The narrative was picked up by Michael Gove, currently Secretary of State for Levelling Up, Housing and Communities (in other words, the Cabinet minister with responsibility for local government) but previously the Education Secretary who introduced the Children and Families Act 2014. He was invited to speak this week at the CCN annual conference, and he told his audience exactly what they wanted to hear: that local authorities need more resources, and parents/carers of children and young people with SEND need to make fewer demands. 

But in doing this, Michael Gove seemed to be saying two different things: that more resources are needed to implement the law, and that there are deserving and undeserving children and families. Perhaps this is in fact exactly what local authorities want to hear, that they should have both more money and fewer statutory duties. 

The Children and Families Act 2014 sets out very clearly that children and young people have a right to special educational provision and support that meets their needs. The role of local authorities is to implement the law, not to make distinctions between what they perceive as deserving and undeserving children or to compare families when deciding who to support. We hear far too often from parents/carers who have been told by their local authority that if their child receives what they are legally entitled to, someone else’s child will go without. 

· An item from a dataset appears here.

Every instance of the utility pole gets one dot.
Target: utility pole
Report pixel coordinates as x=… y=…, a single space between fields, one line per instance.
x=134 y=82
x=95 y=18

Michael Gove is reported as saying he now feels “guilty” for bringing the Children and Families Act 2014 into being. This is an intriguing admission. Does he feel guilty that he enshrined in law children and young people’s right to education and support that meets their needs, so they can fulfil their potential? 

The message of un-meetable demand for SEND provision is seemingly being shared by everyone in government. This week the Local Government Minister Simon Hoare told an evidence session of the House of Commons Levelling Up, Housing and Communities Select Committee entitled “Financial distress in local authorities” that there is “an insatiable increase with regards to special educational needs”.

He went on to say:

“We always just have to keep a weather eye on the sharp-elbowed middle classes, who are very good at understanding the system and have friends and colleagues who are professionals and who can help advocate in particular cases.” 

It's becoming increasingly apparent that some local authorities would like to be relieved of their existing statutory responsibilities to support children and young people with SEND, and that government ministers’ ears are open. If we come back to the County Councils Network and Councillor Gough, he says that “over-spending” on support for children and young people with SEND means that “controversial measures” need to be considered. Some of these controversial measures are set out in the CCN report’s recommendations, which would weaken local authorities’ duties in relation to transport for children and young people with SEND. 

The narrative that local authorities are being financially broken by the unreasonable demands of parents/carers of children and young people with SEND is neither true nor fair. Parents/carers are doing no more than expecting local authorities to follow the law. The SEND Tribunal is doing no more than applying the law. Some parents/carers are undoubtedly in a better position than others to secure the provision and support their children are entitled to by law – but this tells us that some of the children and young people who are most in need don’t get the right support, not that parents/carers who fight are doing something underhand or unacceptable. 

At IPSEA we will keep doing everything we can to make sure that families understand their children’s legal rights and are equipped to navigate a system that often feels like a hostile environment. We will keep offering training in SEND law to local authorities, and information to national policy-makers on how the SEND legal framework works in practice. And we will absolutely resist any suggestion that the law needs to change or that children’s rights should be reduced.